The purpose of this analysis is to investigate the exponential distribution and compare the same to the Central Limit Theorem.The parameter(i.e., lambda) will be set to 0.2 for all the simulations. This analysis will compare the distribution of averages of 40 exponentials.
Setting seed and parameter values first, this code generates a distribution of averages of 40 exponentials for 1000 simulations.
set.seed(143)
lambda <- 0.2
nexp <- 40
average <- NULL
for(i in 1:1000)
average <- c(average, mean(rexp(nexp, lambda)))
Theoretical mean of distribution
lambda ^ -1
## [1] 5
Sample mean of distribution
mean(average)
## [1] 5.017549
Both the theoretical as well as sample mean are approximately same with a very small difference between them.
Theoretical variance of distribution
(lambda * sqrt(nexp)) ^ -2
## [1] 0.625
Sample variance of distribution
var(average)
## [1] 0.6070057
Again it can be seen that both the theoretical as well as sample variance are approximately same with a very small difference between them.
Given below is the density histogram of the 1000 simulations. Added over the same plot is the normal distribution with mean (lambda ^ -1) and variance of ((lambda*sqrt(nexp)) ^ -2) which are the theoretical parameter values for the normal distribution occuring due to the simulations.
library(ggplot2)
g <- ggplot(data.frame(column = average), aes(x = column))
g <- g + geom_histogram(aes(y = ..density..), binwidth = 0.2, fill = 'blue', color = 'black')

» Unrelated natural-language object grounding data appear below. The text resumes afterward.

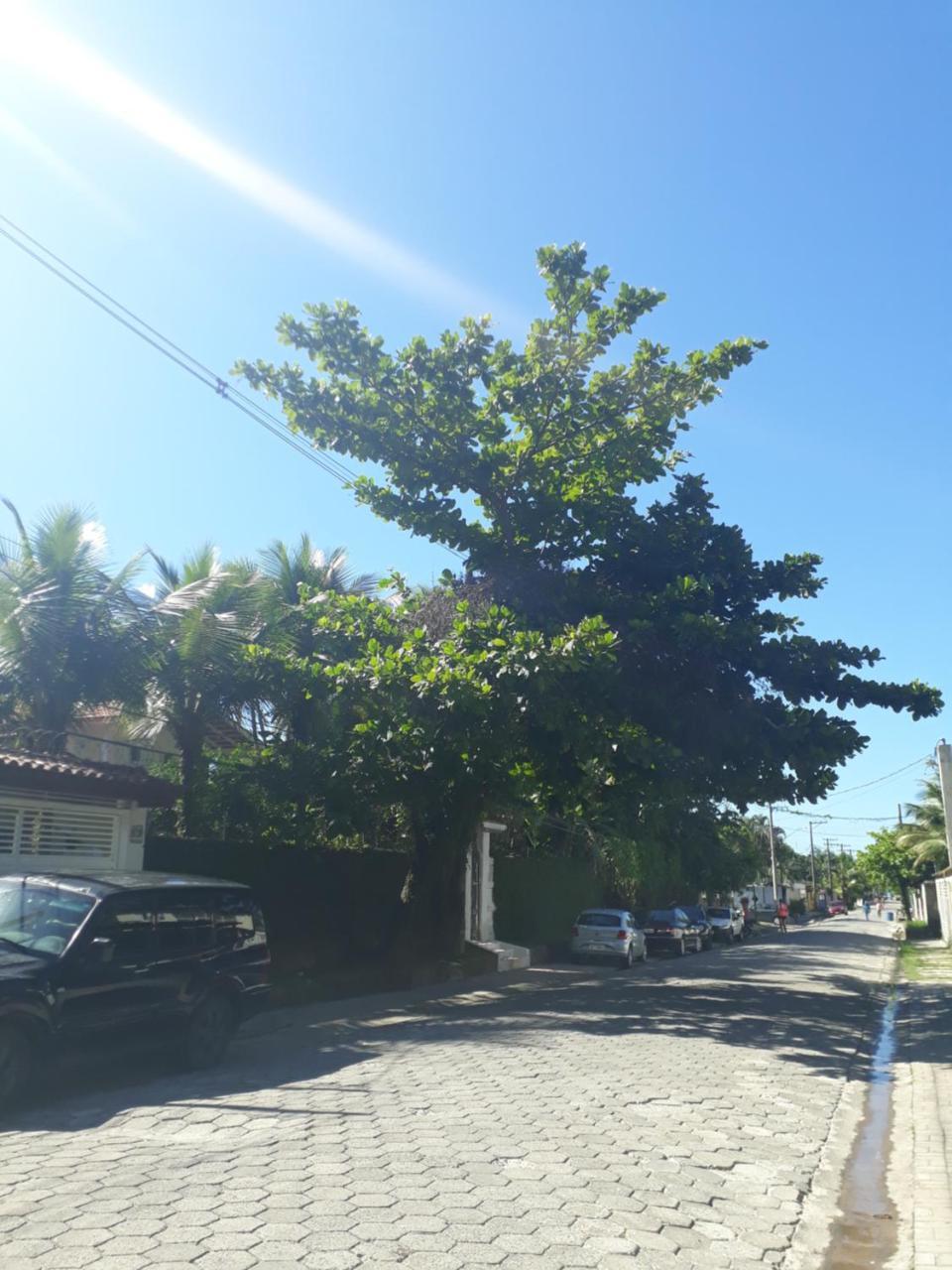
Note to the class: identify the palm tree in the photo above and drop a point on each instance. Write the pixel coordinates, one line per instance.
(68, 630)
(298, 578)
(203, 617)
(925, 835)
(289, 570)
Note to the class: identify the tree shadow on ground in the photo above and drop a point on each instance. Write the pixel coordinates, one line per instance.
(809, 1000)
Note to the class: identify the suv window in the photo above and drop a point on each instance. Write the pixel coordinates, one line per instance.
(599, 920)
(128, 924)
(238, 921)
(184, 922)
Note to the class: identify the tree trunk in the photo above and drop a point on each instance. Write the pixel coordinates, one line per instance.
(435, 884)
(191, 781)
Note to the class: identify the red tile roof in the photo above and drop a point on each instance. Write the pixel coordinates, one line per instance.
(64, 772)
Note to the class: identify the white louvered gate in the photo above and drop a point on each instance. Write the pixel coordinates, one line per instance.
(40, 834)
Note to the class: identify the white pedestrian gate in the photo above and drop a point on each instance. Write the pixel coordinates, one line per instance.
(54, 833)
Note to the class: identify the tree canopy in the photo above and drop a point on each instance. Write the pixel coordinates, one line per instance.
(532, 465)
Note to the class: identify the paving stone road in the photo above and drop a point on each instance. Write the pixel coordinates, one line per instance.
(670, 1116)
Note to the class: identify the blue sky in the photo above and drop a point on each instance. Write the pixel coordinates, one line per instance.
(777, 169)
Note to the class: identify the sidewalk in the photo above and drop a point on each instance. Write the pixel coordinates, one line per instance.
(924, 1109)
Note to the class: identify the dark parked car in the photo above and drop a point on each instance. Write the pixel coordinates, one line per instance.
(673, 931)
(93, 956)
(699, 917)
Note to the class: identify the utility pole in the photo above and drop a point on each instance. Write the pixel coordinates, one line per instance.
(943, 757)
(812, 861)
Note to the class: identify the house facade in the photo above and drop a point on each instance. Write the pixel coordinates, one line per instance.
(61, 815)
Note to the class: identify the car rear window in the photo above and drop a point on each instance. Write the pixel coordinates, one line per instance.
(599, 920)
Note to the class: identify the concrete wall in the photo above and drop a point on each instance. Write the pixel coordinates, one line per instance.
(943, 905)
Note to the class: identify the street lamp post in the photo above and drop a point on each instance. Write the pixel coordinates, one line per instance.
(774, 855)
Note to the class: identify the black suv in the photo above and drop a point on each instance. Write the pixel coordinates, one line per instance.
(95, 955)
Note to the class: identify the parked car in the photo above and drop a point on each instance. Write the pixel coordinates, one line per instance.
(670, 930)
(728, 922)
(699, 917)
(608, 933)
(103, 956)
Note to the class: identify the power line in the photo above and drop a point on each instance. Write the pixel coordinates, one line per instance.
(879, 780)
(168, 348)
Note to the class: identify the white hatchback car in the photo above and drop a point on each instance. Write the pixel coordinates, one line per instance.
(728, 921)
(608, 933)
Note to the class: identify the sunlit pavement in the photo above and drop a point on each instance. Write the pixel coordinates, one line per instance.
(669, 1116)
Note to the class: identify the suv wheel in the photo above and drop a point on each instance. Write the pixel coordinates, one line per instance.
(209, 1032)
(16, 1064)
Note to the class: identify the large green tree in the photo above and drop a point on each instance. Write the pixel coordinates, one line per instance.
(532, 463)
(449, 714)
(890, 864)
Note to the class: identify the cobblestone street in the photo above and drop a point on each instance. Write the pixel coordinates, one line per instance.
(670, 1116)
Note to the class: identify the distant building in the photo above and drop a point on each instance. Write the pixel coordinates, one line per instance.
(61, 815)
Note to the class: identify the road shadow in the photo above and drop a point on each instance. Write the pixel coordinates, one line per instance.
(807, 998)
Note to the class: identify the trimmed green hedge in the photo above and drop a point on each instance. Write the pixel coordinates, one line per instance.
(537, 899)
(322, 908)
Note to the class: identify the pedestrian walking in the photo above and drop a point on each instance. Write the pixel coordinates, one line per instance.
(782, 915)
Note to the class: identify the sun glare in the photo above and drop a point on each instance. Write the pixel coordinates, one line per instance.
(50, 54)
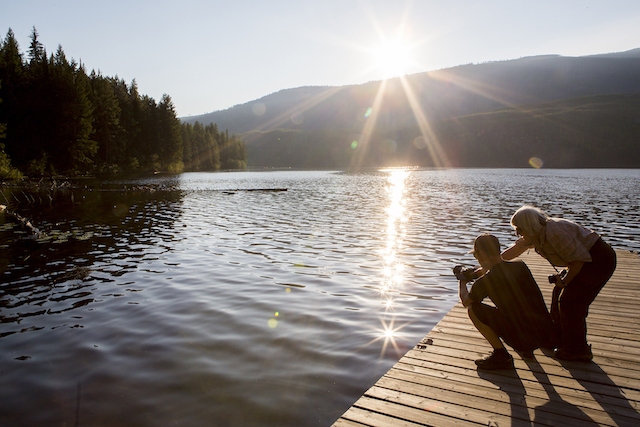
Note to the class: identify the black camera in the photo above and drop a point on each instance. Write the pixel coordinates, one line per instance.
(465, 273)
(553, 279)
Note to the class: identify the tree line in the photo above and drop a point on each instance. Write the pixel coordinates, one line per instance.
(55, 118)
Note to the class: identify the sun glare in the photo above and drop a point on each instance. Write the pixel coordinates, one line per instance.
(393, 58)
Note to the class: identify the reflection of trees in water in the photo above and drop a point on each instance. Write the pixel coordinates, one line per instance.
(85, 232)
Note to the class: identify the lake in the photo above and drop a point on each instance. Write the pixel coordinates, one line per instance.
(189, 300)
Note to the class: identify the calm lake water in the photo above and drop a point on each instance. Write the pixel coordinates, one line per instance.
(175, 301)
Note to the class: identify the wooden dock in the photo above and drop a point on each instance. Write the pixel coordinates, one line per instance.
(437, 384)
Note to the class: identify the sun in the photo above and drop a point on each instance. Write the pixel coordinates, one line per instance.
(393, 58)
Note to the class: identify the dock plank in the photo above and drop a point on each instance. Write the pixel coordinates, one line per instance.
(436, 383)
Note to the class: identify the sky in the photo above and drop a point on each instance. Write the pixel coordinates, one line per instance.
(210, 55)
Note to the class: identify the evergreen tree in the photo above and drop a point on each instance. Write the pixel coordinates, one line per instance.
(36, 49)
(170, 138)
(106, 125)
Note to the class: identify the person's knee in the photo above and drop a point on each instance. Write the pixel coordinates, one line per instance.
(573, 307)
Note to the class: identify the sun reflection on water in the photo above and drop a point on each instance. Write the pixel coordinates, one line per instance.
(393, 270)
(392, 278)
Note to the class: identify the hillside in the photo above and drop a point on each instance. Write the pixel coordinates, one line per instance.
(569, 112)
(597, 131)
(453, 92)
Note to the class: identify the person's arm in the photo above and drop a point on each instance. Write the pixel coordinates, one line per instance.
(515, 250)
(573, 269)
(464, 294)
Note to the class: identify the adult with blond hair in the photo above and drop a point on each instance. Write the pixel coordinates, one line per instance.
(589, 262)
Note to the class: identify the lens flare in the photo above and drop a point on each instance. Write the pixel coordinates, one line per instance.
(392, 270)
(259, 109)
(536, 162)
(297, 118)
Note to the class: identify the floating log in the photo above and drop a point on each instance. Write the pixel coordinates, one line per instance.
(24, 222)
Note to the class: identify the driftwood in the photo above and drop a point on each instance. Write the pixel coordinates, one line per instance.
(24, 222)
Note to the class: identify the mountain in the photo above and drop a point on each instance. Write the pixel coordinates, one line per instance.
(496, 114)
(462, 90)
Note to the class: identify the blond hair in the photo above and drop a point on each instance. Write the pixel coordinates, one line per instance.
(529, 220)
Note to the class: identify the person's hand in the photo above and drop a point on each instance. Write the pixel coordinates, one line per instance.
(559, 282)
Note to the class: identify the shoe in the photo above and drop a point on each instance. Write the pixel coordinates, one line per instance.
(495, 361)
(565, 354)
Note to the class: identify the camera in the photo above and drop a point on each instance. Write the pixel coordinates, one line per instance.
(468, 274)
(553, 279)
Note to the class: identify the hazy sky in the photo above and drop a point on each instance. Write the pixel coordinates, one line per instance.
(212, 54)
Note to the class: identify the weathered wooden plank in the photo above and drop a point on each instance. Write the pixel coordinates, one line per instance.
(437, 383)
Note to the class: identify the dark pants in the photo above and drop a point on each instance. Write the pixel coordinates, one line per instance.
(570, 305)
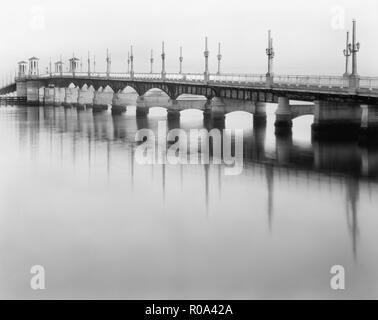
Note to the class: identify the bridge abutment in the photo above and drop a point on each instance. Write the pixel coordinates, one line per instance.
(333, 119)
(141, 107)
(284, 121)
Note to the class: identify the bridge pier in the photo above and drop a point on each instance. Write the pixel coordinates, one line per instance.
(173, 112)
(141, 107)
(48, 96)
(21, 89)
(332, 119)
(102, 99)
(215, 113)
(369, 119)
(259, 114)
(59, 95)
(85, 98)
(118, 103)
(284, 145)
(71, 97)
(32, 93)
(284, 121)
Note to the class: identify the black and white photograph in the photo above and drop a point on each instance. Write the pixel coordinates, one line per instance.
(176, 150)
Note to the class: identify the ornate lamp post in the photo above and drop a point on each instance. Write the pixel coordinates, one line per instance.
(347, 54)
(89, 65)
(163, 73)
(131, 63)
(181, 59)
(219, 56)
(108, 63)
(206, 53)
(354, 47)
(152, 62)
(128, 62)
(270, 54)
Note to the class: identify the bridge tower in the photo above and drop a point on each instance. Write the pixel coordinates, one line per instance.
(219, 56)
(206, 53)
(152, 62)
(108, 63)
(33, 66)
(22, 65)
(74, 64)
(354, 47)
(132, 63)
(181, 60)
(163, 73)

g <- g + stat_function(fun = dnorm, args = list(mean = lambda^-1, sd=(lambda*sqrt(nexp))^-1), size=2)
g <- g + labs(title = "Distribution of Exponentials", x = "Simulation Means", y = "Density")
g
As from the plot it can be seen that the normal density distribution overlayed onto the density histograms fits perfectly and hence shows that the distribution of averages of a large sample of exponentials is indeed normal.